SPAIN’S government will pass responsibility for coronavirus restrictions on to the country’s 17 autonomous regions when the State of Alarm expires next week, Deputy Prime Minister Carmen Calvo said on Tuesday.
The emergency decree brought in last October to provide a legal framework in order to impose strict COVID-19 measures, expires on Sunday.
After that regional authorities will be able to set up curfews and impose border restrictions or municipal lockdowns if they seek permission from local courts, Calvo said.
“Regions can justify, argue, propose measures to tribunals curfews or lockdowns that limit rights and freedoms, but they need a judicial authorisation,” she told a news conference on Tuesday.
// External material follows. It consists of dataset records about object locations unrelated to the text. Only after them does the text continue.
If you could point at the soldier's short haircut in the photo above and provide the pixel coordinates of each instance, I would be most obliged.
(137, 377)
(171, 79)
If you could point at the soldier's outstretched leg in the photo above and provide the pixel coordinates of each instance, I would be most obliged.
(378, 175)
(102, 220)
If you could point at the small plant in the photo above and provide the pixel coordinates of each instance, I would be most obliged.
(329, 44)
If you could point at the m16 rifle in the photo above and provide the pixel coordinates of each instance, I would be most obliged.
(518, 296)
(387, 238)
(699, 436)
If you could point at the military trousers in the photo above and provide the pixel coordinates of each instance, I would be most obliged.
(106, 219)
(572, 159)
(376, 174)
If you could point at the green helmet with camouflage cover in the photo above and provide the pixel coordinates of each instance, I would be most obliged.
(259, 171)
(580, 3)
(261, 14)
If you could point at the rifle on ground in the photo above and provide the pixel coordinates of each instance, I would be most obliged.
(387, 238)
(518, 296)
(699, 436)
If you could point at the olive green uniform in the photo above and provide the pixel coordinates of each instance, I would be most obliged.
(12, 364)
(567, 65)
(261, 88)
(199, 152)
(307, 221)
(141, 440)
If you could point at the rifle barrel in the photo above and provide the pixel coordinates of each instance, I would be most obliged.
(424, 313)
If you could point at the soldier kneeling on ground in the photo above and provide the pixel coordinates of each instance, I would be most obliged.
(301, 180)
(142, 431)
The regional governments can use a 1986 public health law as the basis for coronavirus restrictions, as it permits them to adopt “the measures that they consider necessary” in order to control transmissible diseases but these can be challenged in the local courts.
If a local court rejects imposing measures proposed by a regional government, it could appeal to the Supreme Court, which would then set up precedents applicable to all regions.
Some regions with high infection rates, including the Basque Country, Galicia, Castilla y León and Castilla-La Mancha, have already lobbied the central government to extend the State of Alarm so that they continue to have the authority to impose restrictions on movement.
It is as yet unclear what measures each region will decide to impose once the State of Alarm is lifted.